La dérive autoritaire de Mohamed Abdelaziz, dénoncée par certains de ses compagnons de la première heure, atteint son acmé en 1988 avec la démission de trois membres fondateurs du Front. Certains se rallient au Maroc et plaident pour une solution négociée avec Hassan II. C’est le cas notamment de son rival Omar Hadrami, ancien chef de la sécurité des camps de réfugiés de Tindouf, qui occupe depuis de hautes fonctions dans l’administration marocaine. Les critiques dénoncent également la mainmise des Reguibat, la tribu de Mohamed Abdelaziz, à tous les échelons, notamment militaires, de la RASD. Après un intérim qui doit être assuré, selon la Constitution sahraouie, par le président du conseil national, Khatri Addouh, la succession de Mohamed Abdelaziz s’annonce ardue.
« Au-delà des personnes, les deux questions qui se posent au Polisario sont la poursuite du mouvement et son orientation idéologique, estime Khadija Mohsen-Finan.
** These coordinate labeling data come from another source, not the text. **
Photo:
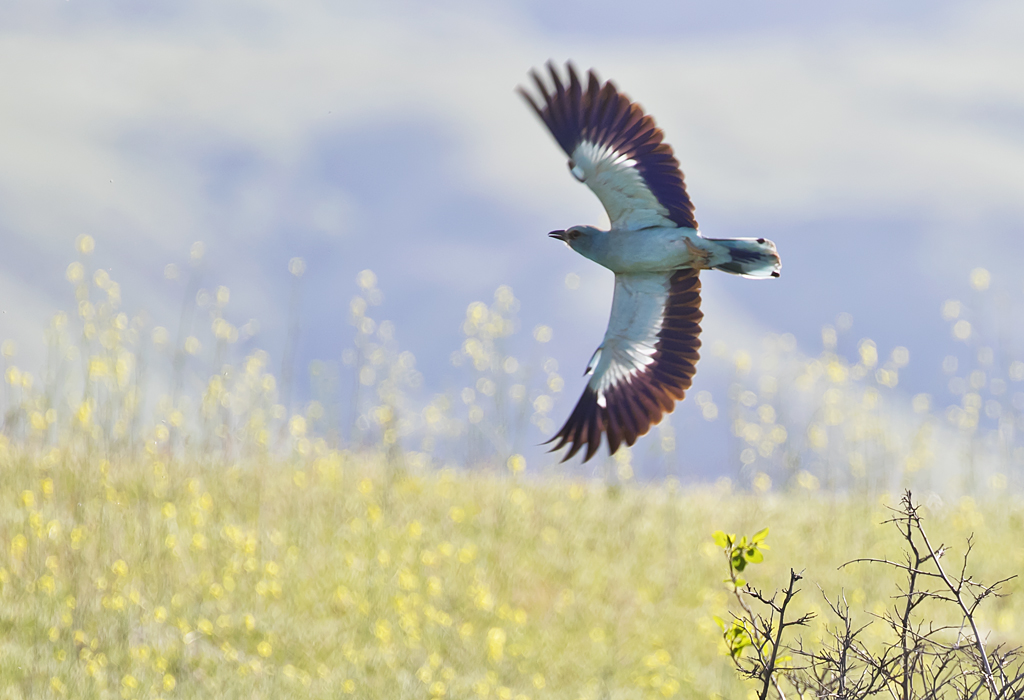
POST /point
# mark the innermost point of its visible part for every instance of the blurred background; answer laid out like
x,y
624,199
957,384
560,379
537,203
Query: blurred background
x,y
244,170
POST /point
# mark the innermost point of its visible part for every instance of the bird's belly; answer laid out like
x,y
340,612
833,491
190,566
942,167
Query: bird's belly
x,y
648,250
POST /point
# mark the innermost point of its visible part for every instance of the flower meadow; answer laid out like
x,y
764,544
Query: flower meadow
x,y
171,527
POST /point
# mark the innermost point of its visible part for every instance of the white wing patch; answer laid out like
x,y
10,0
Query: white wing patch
x,y
617,183
637,316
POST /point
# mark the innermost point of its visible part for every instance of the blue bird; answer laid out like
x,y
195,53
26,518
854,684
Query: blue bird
x,y
649,353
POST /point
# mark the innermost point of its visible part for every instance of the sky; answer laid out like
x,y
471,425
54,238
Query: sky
x,y
880,145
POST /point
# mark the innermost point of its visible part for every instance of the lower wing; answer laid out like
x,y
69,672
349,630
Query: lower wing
x,y
645,363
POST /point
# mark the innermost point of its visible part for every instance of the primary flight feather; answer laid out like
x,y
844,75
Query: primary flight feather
x,y
648,356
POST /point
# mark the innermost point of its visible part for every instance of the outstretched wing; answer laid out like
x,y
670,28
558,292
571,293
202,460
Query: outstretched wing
x,y
645,363
615,149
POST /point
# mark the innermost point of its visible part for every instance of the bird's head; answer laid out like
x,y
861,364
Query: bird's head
x,y
580,238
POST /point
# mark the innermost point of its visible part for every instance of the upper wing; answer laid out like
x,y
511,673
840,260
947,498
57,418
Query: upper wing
x,y
645,363
615,149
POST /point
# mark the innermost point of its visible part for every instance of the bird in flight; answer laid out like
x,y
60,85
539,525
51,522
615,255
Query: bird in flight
x,y
649,353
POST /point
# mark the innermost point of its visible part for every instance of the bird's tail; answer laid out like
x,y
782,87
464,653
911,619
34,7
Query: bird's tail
x,y
751,258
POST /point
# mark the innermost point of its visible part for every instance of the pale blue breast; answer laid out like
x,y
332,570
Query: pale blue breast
x,y
650,250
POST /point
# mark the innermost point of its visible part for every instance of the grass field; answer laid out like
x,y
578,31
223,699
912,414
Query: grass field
x,y
171,526
331,574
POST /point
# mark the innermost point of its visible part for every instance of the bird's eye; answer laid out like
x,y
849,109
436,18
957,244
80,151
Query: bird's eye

Sa forme actuelle paraît obsolète et immobile, à la traîne de l’Algérie, un pays également en difficulté. » La disparition de Mohamed Abdelaziz, qui ne s’est jamais écarté de la ligne du Polisario – l’autodétermination ou la mort – rend théoriquement possible un aggiornamento idéologique du mouvement. Plus probablement, elle offre pour les puissances concernées, la France, les USA et l’Espagne, l’occasion de pousser, une nouvelle fois, l’option d’une solution négociée.